For each table that needs to be recreated:

  1. Clone the table structure to a *_TMP table
  2. Intercept all DDL and DML operations to both tables
  3. Copy the records from the original table into the _TMP table by partition
  4. Verify the data was accurately copied
  5. Swap the _TMP table and the original table

It is working pretty well, but in order to perform step 5, we have to set number_of_replicas=‘0’. This works on 90% of our tables,
Some tables, however, fail with this error:

SQL state [XX000]; error code [0]; ERROR: MapperParsingException:
Failed to parse mapping [default]: Could not convert [date.index] to boolean;
nested exception is io.crate.shade.org.postgresql.util.PSQLException:
ERROR: MapperParsingException: Failed to parse mapping [default]:
Could not convert [date.index] to boolean

I think it may be related to having differing “min_lucene_version” of the shards of the table. Some are 6.6.1, and others are 7.5.0

Has anyone else reported this error? Any ideas for correcting it?

Thanks!
Dennis

Hi Dennis,
My initial thinking here would be that this is a problem with the old table.
Do you think you may need to keep it?
Otherwise maybe you could take a snapshot of it, drop it, recreate it empty, and then use the drop_source option of SWAP TABLE?

Hi Dennis,
Sorry is me again, just rereading the history of the thread.
Depending on how you implemented the “intercept” of DDL and DML commands.
Considering there are a lot of versions to go between 3.3.5 and 5.3.0,
maybe it would worth considering doing this migration straight into a new 5.3.0 cluster?
This would not necessarily mean temporary infrastructure, depending on the situation the new cluster could be deployed in parallel and resources could be repurposed a bit at a time as the migration progresses.
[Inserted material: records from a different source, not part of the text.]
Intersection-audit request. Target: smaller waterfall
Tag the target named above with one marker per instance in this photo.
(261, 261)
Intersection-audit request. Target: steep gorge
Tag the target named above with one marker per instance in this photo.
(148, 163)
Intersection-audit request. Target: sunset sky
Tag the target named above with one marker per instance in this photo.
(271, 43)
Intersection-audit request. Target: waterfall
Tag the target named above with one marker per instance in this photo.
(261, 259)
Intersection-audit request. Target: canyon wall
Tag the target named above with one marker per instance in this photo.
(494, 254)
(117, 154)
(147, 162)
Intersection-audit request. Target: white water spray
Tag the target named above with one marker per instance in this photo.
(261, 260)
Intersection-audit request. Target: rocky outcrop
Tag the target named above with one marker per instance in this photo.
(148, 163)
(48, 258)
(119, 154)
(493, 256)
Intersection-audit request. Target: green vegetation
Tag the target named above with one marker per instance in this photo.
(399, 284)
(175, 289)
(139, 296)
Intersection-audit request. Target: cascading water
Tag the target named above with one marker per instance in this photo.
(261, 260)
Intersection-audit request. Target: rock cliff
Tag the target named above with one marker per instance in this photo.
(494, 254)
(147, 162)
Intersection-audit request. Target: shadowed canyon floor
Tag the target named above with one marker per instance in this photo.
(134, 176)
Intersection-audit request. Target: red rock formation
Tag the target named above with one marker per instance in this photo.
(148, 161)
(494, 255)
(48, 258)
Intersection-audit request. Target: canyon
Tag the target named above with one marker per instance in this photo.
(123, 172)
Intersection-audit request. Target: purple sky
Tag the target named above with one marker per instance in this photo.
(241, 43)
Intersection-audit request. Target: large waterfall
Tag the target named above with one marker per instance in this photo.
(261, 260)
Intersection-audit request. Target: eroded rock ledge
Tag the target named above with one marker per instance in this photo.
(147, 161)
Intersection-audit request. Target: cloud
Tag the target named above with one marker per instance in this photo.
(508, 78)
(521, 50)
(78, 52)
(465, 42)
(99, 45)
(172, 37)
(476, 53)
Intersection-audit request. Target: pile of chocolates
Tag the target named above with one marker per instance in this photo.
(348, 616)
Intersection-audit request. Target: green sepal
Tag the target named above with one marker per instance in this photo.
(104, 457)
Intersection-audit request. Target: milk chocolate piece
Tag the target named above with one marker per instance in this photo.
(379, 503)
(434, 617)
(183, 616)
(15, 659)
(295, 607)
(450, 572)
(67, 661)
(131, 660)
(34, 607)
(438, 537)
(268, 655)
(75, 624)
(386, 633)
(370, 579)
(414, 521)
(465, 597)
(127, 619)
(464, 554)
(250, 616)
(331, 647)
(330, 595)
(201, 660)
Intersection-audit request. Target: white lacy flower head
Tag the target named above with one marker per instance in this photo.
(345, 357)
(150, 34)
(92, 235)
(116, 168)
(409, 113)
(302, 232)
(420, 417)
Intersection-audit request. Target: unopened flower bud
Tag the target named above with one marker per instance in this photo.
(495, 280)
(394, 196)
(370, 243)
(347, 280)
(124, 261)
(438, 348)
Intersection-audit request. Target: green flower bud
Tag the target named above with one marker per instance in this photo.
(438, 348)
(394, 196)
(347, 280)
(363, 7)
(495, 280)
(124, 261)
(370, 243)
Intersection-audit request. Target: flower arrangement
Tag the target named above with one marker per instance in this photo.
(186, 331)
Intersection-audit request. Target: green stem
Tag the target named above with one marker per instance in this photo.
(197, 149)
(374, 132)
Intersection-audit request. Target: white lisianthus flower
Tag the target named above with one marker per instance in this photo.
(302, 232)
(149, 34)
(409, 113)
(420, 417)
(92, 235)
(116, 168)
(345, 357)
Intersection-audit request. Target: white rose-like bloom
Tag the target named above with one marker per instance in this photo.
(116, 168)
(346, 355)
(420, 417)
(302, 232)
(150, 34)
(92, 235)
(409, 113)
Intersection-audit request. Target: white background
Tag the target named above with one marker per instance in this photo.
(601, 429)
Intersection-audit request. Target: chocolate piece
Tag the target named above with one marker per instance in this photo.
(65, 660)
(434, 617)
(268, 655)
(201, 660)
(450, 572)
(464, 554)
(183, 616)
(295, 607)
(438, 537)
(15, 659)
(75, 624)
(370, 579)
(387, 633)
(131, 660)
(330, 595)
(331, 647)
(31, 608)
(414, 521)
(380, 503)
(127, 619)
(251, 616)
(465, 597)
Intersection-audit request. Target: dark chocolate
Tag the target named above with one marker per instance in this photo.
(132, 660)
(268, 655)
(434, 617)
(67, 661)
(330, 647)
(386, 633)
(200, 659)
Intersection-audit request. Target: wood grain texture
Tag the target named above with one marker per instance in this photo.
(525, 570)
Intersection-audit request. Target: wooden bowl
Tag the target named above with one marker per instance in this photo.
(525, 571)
Thank you @hernanc for your response.
This is an online production database with a hundred thousand active users and billions of records, so any downtime will be a serious issue. I don’t think this suggestion will be acceptable.
Also, our corporate policy is to only upgrade production databases to major version -1 (in this case we will only upgrade to Crate 4.8).

How would a migration to 5.3.0 even work? My tables were upgraded to 2.3 some time ago, how would I upgrade them to 5.x or even 4.x directly?

Dennis

Hi,
To perform the version jump, what I was alluding to is the scenario where the copy step in your 5 points plan becomes something like COPY TO - COPY FROM or cr8 insert-from-sql , and then the swap step is about repointing the clients to a connection to the new cluster.